10 Feb 2020
** This is a study & review of the Homa: A Receiver-Driven Low-Latency Transport Protocol Using Network Priorities paper. I’m not an author.
Homa: A Receiver-Driven Low-Latency Transport Protocol Using Network Priorities
Introduction
- Homa: a new transport protocol designed for small messages in low-latency datacenter environments.
- 99% round trip latencies <= 15 μs for small messages at 80% network load with 10 Gbps link speeds (also improves large messages)
- Priority queues
- Assigns priorities dynamically on receivers
- Integrates the priorities with receiver-driven flow control mechanism similar to pHost, and NDP
- Controlled over-commitment
- Receiver allows a few senders to transmit simultaneously
- Slight over-commitment -> bandwidth efficiency ↑
- Sustain 2-33% higher network loads than qFabric, PIAS, pHost, NDP
- Message-based architecture, not streaming -> reduce head-of-line blocking, 100x over streaming like TCP
- Connectionless -> few connection state in large applications
- No explicit acknowledgements -> reduce overhead for small messages
- At-least-once semantics, not at-most-once
Motivations & Key Ideas
- Low latency hardware popular
- Most of the traffic in datacenter are less than 1000 bytes (70%-80%), aka small messages.
- But existing transport designs cannot achieve lowest possible latency for small messages.
- Challenges & solutions
- Eliminate queuing delays, worst-case: incast
- Potential solution: schedule every packet at a central arbiter, Fastpass.
- Cons: need to wait for scheduling decision, 1.5x RTT.

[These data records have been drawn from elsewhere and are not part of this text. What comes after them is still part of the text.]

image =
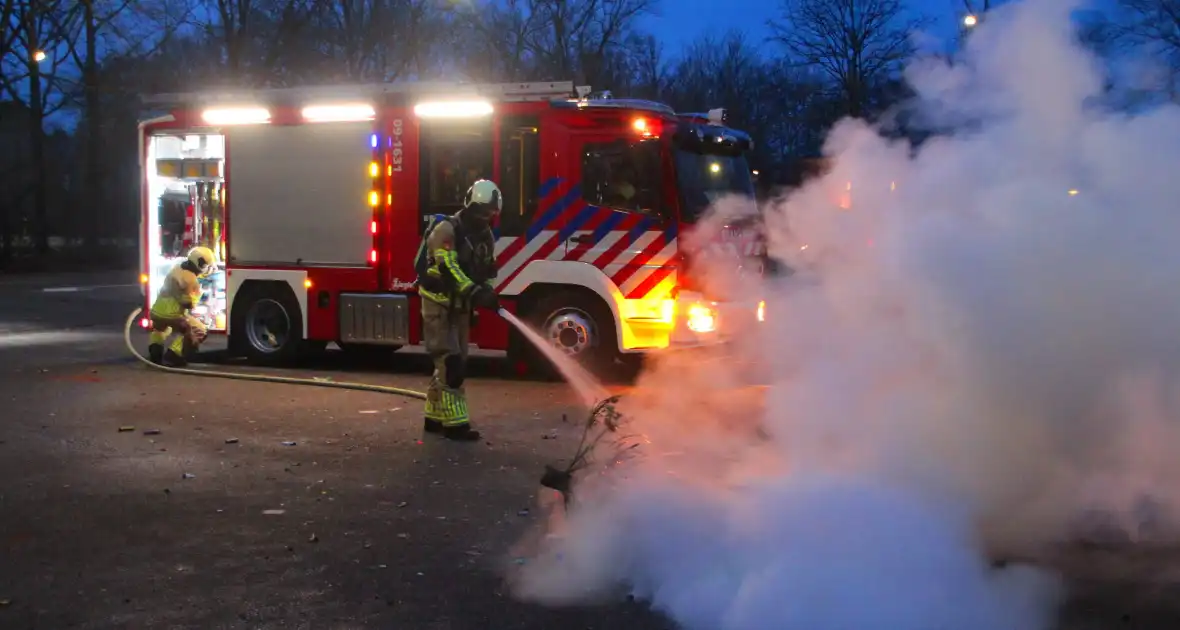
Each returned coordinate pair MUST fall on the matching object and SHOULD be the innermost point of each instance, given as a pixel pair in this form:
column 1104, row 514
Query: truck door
column 519, row 177
column 625, row 176
column 453, row 152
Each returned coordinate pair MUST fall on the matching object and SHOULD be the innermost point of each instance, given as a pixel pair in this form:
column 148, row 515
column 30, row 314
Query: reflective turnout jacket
column 457, row 262
column 181, row 291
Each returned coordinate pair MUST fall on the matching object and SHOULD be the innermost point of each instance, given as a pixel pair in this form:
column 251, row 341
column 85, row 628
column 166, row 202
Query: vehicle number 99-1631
column 395, row 159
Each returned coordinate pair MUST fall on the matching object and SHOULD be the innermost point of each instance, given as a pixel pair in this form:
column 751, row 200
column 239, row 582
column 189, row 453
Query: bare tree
column 34, row 72
column 128, row 28
column 1154, row 27
column 585, row 40
column 856, row 43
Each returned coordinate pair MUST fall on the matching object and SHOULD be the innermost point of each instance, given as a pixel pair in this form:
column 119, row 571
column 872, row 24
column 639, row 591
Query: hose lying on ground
column 261, row 378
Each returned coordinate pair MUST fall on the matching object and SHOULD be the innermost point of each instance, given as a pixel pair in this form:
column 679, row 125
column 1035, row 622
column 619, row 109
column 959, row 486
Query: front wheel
column 578, row 327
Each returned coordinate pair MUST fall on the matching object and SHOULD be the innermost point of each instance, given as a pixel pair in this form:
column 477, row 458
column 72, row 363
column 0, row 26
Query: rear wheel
column 268, row 326
column 577, row 326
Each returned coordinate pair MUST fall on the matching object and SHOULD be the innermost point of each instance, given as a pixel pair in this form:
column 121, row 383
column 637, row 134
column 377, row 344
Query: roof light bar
column 236, row 116
column 336, row 113
column 453, row 109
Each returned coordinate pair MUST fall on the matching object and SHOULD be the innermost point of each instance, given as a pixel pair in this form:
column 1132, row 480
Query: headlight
column 701, row 319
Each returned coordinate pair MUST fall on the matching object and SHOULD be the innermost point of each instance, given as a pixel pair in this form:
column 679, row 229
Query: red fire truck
column 315, row 201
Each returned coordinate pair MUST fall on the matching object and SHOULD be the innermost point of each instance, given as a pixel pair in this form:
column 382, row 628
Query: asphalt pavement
column 132, row 498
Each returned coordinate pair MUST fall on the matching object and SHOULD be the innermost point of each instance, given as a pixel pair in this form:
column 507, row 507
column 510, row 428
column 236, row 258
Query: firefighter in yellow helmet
column 457, row 266
column 171, row 310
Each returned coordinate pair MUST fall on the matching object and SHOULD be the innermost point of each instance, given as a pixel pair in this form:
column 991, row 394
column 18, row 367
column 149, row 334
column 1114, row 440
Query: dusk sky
column 693, row 18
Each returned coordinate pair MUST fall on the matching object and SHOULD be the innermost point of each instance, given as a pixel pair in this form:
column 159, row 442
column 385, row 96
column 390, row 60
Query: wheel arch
column 541, row 279
column 246, row 281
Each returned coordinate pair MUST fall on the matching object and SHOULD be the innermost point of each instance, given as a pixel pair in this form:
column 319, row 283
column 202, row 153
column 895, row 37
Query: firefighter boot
column 460, row 433
column 172, row 359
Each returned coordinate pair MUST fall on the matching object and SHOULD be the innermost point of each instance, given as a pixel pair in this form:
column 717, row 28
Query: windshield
column 705, row 178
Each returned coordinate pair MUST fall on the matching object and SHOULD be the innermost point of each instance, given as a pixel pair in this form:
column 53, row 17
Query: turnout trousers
column 168, row 317
column 446, row 334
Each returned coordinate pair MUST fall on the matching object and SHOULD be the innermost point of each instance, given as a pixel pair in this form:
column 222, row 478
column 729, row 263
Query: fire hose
column 261, row 378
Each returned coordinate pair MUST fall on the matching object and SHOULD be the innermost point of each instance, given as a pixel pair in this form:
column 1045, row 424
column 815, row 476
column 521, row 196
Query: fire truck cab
column 315, row 201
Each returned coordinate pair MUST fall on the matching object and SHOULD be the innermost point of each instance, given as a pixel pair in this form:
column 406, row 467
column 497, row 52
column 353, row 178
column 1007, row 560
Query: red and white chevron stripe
column 640, row 269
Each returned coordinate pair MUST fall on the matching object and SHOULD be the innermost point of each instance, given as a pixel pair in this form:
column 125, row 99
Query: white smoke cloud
column 968, row 361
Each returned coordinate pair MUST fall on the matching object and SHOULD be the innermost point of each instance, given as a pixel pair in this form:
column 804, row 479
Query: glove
column 485, row 296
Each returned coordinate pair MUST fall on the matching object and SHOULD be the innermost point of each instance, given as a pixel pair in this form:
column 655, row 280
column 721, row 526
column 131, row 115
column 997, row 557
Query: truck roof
column 374, row 92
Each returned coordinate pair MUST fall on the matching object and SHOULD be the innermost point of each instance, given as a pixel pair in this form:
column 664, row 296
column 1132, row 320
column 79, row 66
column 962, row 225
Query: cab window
column 453, row 156
column 623, row 176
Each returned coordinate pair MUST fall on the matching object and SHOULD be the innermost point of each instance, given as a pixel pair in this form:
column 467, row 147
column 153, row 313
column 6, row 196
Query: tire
column 268, row 326
column 579, row 326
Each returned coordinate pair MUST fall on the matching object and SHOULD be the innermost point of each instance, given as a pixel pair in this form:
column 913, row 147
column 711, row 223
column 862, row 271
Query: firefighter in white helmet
column 456, row 268
column 171, row 310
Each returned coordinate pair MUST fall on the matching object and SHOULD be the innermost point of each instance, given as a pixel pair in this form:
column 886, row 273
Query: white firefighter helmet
column 484, row 199
column 202, row 257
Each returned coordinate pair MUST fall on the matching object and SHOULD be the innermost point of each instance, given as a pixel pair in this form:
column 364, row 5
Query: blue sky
column 693, row 18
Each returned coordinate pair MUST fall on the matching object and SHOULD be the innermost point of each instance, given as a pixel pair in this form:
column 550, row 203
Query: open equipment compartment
column 187, row 195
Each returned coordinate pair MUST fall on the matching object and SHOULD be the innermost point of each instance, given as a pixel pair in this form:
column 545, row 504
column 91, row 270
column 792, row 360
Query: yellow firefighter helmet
column 202, row 257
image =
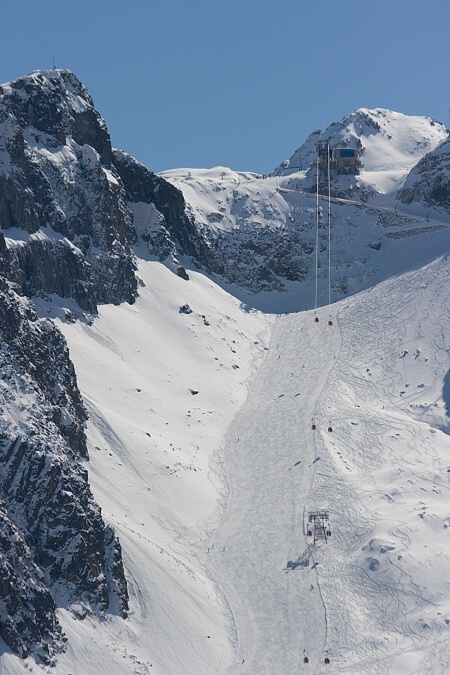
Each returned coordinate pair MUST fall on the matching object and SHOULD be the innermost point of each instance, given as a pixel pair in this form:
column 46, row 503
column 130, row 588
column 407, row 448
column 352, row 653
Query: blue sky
column 201, row 83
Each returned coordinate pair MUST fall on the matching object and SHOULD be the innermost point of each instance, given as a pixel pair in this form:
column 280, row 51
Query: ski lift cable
column 329, row 227
column 317, row 228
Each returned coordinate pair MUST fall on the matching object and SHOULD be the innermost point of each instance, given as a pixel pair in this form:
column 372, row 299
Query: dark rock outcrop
column 429, row 182
column 55, row 549
column 59, row 189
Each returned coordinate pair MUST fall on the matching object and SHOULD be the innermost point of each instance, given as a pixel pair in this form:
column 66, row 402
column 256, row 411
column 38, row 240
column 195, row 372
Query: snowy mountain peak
column 389, row 142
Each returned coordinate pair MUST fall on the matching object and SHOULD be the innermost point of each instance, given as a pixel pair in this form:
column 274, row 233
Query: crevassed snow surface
column 210, row 492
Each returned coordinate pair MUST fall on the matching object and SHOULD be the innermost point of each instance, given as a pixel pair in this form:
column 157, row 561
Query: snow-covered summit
column 391, row 143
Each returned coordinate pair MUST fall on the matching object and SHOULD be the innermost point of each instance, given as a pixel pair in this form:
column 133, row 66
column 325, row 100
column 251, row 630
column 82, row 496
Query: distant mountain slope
column 84, row 226
column 391, row 143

- Homa: transmit short messages blindly (without considering congestions) to cover the half RTT( to the receiver), RTTBytes = 10KB in 10 Gbps network
- Buffering, inevitable
- Potential solutions: rate control, reserve bandwidth headroom, limit buffer size
- Cons: cannot eliminate penalty of buffering
- Homa: use in-network priorities. Short messages processed before large messages. SPRT (shortest remaining processing time first) policy
- qFabric: too many priority levels for today’s switches. PIAS: assign priorities on sender, limi approximation of SRPT. QJUMP: manual assignment of priorities, inflexible.
- Priorities must be controlled by the receiver, because receiver have more information on the downlink (bandwidth, set of messages…) so that the receiver can best decide priority for incoming packet.

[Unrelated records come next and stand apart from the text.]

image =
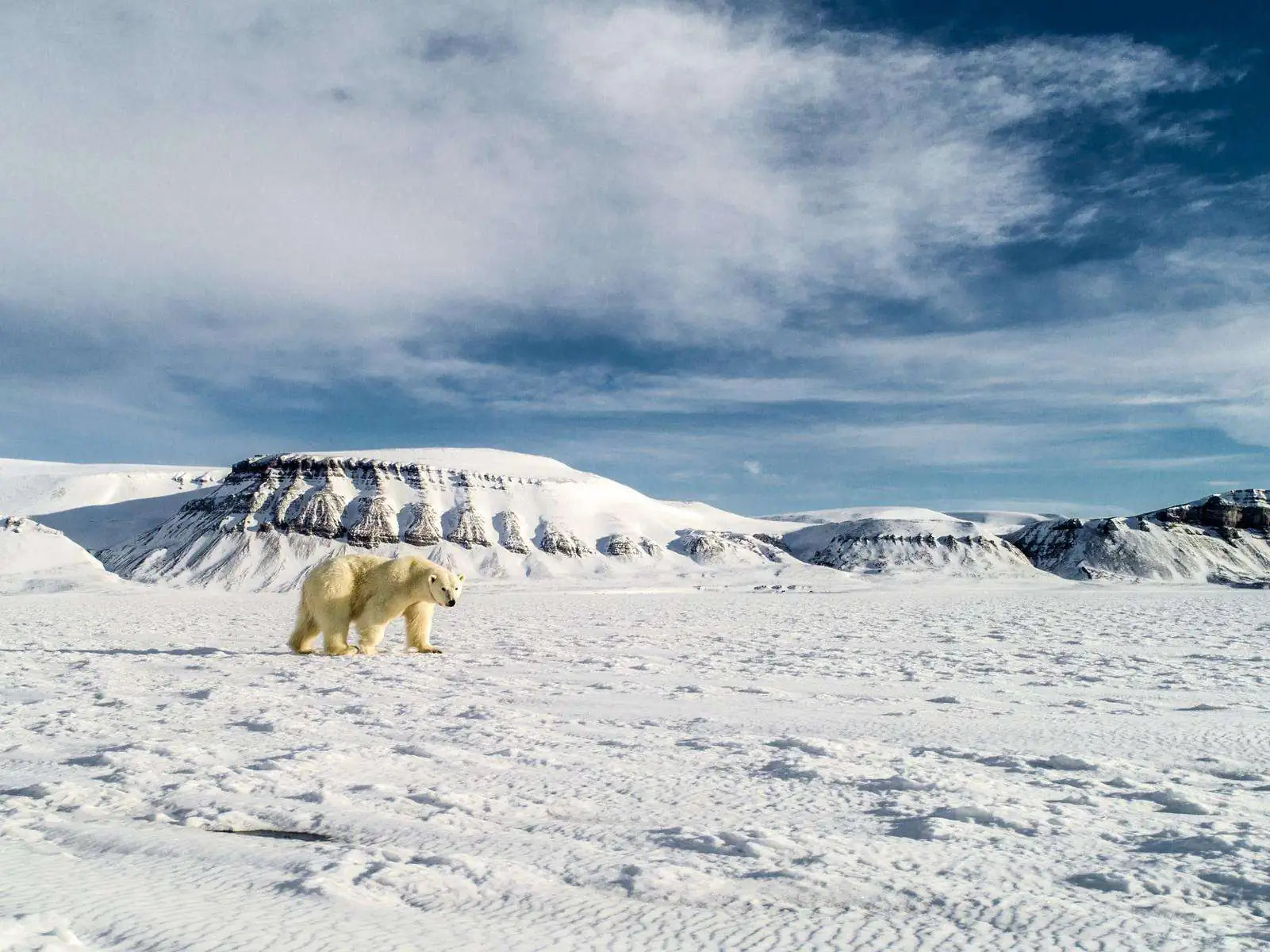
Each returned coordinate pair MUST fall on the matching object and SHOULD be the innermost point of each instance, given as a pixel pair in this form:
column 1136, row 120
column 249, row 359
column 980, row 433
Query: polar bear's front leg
column 418, row 628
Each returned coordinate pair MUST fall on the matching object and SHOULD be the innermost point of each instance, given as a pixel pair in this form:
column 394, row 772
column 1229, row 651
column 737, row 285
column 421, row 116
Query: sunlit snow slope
column 36, row 559
column 492, row 513
column 37, row 488
column 1222, row 539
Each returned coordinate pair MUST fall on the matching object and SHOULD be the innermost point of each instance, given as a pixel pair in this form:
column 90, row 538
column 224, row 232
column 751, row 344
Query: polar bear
column 370, row 592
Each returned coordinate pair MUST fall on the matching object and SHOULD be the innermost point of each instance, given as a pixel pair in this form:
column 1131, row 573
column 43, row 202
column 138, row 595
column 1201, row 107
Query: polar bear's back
column 340, row 578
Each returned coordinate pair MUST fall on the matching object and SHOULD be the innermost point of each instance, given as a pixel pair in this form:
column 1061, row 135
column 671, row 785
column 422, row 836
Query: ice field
column 1062, row 767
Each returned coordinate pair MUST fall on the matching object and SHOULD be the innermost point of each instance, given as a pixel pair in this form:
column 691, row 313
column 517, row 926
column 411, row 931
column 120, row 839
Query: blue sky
column 805, row 255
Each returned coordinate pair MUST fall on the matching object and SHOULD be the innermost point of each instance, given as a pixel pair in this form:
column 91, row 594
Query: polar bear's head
column 445, row 587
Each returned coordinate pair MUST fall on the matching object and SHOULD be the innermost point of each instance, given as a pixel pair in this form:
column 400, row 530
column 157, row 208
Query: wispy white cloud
column 314, row 194
column 399, row 164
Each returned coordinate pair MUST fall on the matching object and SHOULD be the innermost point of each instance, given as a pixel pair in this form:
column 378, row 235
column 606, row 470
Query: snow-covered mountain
column 37, row 488
column 36, row 559
column 942, row 545
column 1222, row 539
column 993, row 520
column 485, row 512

- Receivers must allocate priorities dynamically,
- Large message: priority based on exact set of inbound messages -> eliminates preemption lag.

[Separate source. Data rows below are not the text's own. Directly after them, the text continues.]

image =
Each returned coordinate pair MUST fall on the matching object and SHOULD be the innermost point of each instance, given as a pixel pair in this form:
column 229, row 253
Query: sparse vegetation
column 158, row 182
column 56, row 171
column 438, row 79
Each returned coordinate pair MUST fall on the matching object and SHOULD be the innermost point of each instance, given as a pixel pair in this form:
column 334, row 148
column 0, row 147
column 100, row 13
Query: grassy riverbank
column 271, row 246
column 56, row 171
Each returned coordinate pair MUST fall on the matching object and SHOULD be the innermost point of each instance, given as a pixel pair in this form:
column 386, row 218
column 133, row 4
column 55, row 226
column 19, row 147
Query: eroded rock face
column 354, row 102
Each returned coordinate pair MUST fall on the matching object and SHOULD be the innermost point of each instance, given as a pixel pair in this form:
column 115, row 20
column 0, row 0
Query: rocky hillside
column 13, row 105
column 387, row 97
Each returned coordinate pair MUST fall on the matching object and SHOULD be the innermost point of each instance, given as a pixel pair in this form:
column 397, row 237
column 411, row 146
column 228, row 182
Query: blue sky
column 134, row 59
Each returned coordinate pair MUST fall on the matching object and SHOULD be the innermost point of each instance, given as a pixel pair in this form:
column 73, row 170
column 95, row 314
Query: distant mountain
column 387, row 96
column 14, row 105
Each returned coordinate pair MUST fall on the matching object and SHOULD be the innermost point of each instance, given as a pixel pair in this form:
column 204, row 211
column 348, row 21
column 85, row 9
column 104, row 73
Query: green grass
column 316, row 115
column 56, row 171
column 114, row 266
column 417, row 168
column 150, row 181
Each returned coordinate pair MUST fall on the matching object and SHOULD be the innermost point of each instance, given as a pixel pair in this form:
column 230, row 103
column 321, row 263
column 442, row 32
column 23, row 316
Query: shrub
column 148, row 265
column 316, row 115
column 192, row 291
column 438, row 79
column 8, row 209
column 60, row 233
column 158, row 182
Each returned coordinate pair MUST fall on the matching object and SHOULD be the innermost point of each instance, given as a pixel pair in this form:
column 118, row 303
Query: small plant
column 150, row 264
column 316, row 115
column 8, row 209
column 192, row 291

- Small message: provide guidance (priority) based on recent work-load.
- Receivers must overcommit their downlink in a controlled manner.
- Scheduling transmission with grants from receiver -> multiple grants simultaneously -> sender need time to process -> hurt performance, max load pHost 58%-73%
- Overcommit: allowing small set of senders send simultaneously.
- Sender uses SRPT also
- Unscheduled: RTTBytes, blindly.
- Schedule: wait for receiver response.
- G: grant packet: acknowledge receipt with priority
Designs
-

-
Priorities
-
Unscheduled packet
- Use recent traffic patterns
- Piggyback on other packets when receiver need to communicate with sender
- $\frac{unscheduled\ bytes}{all\ bytes}$ , for example 80%
- Allocate highest priorities for unscheduled packets (7 out of 8 for 80%).
- Choose cutoffs between unscheduled priorities, so that each priority level is used for an equal amount of unscheduled bytes and shorter messages uses higher priorities.
-
Scheduled packet
- Receiver specify priority and granted bytes in GRANT packet.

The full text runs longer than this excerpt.